Financial sector-related exchange traded funds could outperform this year as their bread-and-butter business could support higher growth with the Federal Reserve prepping multiple interest rate hikes.
As the Fed moves to raise rates for the first time in three years, banks’ net interest income, or the difference between deposits and lending, could begin to rise, especially as loan growth increases in an expanding economic environment.
The Fed has signaled that it will likely raise interest rates in mid-March, and the Federal funds futures market shows that options traders are pricing in at least three more rate hikes later in the year, Reuters reports.
“Banks that, for the last ten years, were not able to enjoy a steady yield curve are going to get it,” Ken Leon, research director at CFRA Research, told Reuters. “It’s likely to provide significant growth in net income interest revenues in 2022.”
Net interest income during the fourth quarter made up for 60% of revenue for the median bank among the biggest two dozen in the U.S., according to Barclays analyst Jason Goldberg. This net income as a portion of total revenue was the lowest in six years, and it was down compared to 66% three years ago.
Looking ahead, banks are already projecting improved revenue from net interest income. For instance, JPMorgan Chase & Co told analysts that net interest income from its businesses beyond securities markets could hit $50 billion in 2022 from $44.5 billion last year, a 12% rise. Wells Fargo & Co estimated that net interest income could increase by 8%.
“Some banks’ balance sheets are just more rate sensitive,” Goldberg said, projecting that the increases in net interest income will continue into 2023.
As investors look back into bank stocks, some may turn to broad financial sector-related ETFs to capture the rebound, including the Financial Select Sector SPDR (NYSEArca: XLF), the Fidelity MSCI Financials Index ETF (NYSEArca: FNCL), the iShares U.S. Financials ETF (NYSEArca: IYF), and the Vanguard Financials ETF (NYSEArca: VFH).
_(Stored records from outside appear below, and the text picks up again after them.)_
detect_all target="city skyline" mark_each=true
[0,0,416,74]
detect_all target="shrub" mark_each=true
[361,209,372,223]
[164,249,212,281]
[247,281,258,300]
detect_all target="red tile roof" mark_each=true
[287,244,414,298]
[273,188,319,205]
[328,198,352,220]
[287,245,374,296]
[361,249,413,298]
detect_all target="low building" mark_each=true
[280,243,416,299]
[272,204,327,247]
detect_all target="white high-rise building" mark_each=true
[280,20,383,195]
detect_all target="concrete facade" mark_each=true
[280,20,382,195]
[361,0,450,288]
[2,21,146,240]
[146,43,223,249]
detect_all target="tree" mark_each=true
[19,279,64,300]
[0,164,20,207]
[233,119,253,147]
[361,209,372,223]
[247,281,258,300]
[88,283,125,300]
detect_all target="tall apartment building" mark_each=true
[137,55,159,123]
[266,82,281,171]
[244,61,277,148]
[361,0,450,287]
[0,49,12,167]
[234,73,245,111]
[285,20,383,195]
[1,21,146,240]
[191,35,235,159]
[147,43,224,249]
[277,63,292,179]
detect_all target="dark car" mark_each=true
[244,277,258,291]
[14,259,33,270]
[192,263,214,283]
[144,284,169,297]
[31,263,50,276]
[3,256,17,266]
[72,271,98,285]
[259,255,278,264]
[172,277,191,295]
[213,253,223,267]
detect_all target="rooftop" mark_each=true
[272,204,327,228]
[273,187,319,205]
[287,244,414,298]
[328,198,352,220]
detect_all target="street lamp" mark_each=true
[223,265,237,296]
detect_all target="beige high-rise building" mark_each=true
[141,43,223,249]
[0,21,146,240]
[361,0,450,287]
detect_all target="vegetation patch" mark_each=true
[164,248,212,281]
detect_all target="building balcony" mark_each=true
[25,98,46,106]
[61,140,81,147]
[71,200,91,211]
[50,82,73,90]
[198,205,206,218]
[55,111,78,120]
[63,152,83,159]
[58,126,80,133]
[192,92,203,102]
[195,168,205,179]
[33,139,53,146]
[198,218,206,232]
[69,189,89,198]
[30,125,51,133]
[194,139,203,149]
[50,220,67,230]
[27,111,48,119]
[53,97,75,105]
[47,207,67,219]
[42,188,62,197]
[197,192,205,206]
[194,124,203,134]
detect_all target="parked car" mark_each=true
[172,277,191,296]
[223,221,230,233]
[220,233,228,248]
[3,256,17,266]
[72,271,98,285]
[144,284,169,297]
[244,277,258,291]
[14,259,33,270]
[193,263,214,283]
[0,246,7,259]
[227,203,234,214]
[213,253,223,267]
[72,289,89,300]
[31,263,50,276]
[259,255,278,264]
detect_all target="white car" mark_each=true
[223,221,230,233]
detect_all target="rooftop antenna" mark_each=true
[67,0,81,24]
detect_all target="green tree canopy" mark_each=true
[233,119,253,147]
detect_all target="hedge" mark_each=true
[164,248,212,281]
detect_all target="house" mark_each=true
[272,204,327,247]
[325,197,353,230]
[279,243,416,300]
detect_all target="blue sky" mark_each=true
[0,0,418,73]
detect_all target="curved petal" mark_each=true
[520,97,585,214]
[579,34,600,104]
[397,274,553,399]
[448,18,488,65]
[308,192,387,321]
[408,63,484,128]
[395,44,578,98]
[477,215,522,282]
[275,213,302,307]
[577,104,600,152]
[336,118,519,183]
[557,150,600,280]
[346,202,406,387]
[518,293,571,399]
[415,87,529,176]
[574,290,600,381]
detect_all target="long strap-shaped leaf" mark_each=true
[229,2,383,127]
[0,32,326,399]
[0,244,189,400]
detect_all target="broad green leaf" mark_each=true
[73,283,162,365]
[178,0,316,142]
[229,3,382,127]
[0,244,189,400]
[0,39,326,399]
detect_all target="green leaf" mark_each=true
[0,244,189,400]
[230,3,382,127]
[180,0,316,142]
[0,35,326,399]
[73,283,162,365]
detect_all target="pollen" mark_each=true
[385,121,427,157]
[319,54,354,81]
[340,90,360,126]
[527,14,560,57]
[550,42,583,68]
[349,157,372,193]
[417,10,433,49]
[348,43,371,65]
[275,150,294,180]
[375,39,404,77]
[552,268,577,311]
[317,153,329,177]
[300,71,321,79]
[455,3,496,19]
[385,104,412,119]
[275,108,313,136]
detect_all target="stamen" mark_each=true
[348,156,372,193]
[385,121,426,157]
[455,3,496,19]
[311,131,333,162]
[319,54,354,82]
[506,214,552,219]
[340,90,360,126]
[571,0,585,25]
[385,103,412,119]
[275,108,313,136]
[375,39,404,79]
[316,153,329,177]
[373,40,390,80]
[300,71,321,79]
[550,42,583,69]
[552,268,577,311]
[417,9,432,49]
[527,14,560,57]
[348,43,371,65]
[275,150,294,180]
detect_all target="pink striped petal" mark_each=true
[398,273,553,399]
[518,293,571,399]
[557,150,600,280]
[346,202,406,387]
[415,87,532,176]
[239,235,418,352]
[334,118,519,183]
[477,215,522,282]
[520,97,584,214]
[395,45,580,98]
The broad financial sector ETFs include hefty tilts toward big banks, but these broad sector plays also include other non-pure bank plays in the financial sector covering capital markets, insurance companies, diversified financial services, and consumer finance, among others.
On the other hand, investors can also turn to more bank-focused ETFs like the iShares U.S. Regional Banks ETF (NYSEArca: IAT), the SPDR S&P Regional Banking ETF (NYSEArca: KRE), the Invesco KBW Regional Bank Portfolio (NYSEArca: KBWR), and the SPDR S&P Bank ETF (NYSEArca: KBE). Potential investors should also note that State Street Global Advisors’ bank-related ETFs follow a more equal-weighted indexing methodology, so their holdings lean toward mid- or smaller-sized companies.
For targeted exposure to the small-sized banking segment, investors can look to options like the First Trust NASDAQ ABA Community Bank Index Fund (NasdaqGM: QABA) and the Invesco S&P SmallCap Financials Portfolio (NYSEArca: PSCF).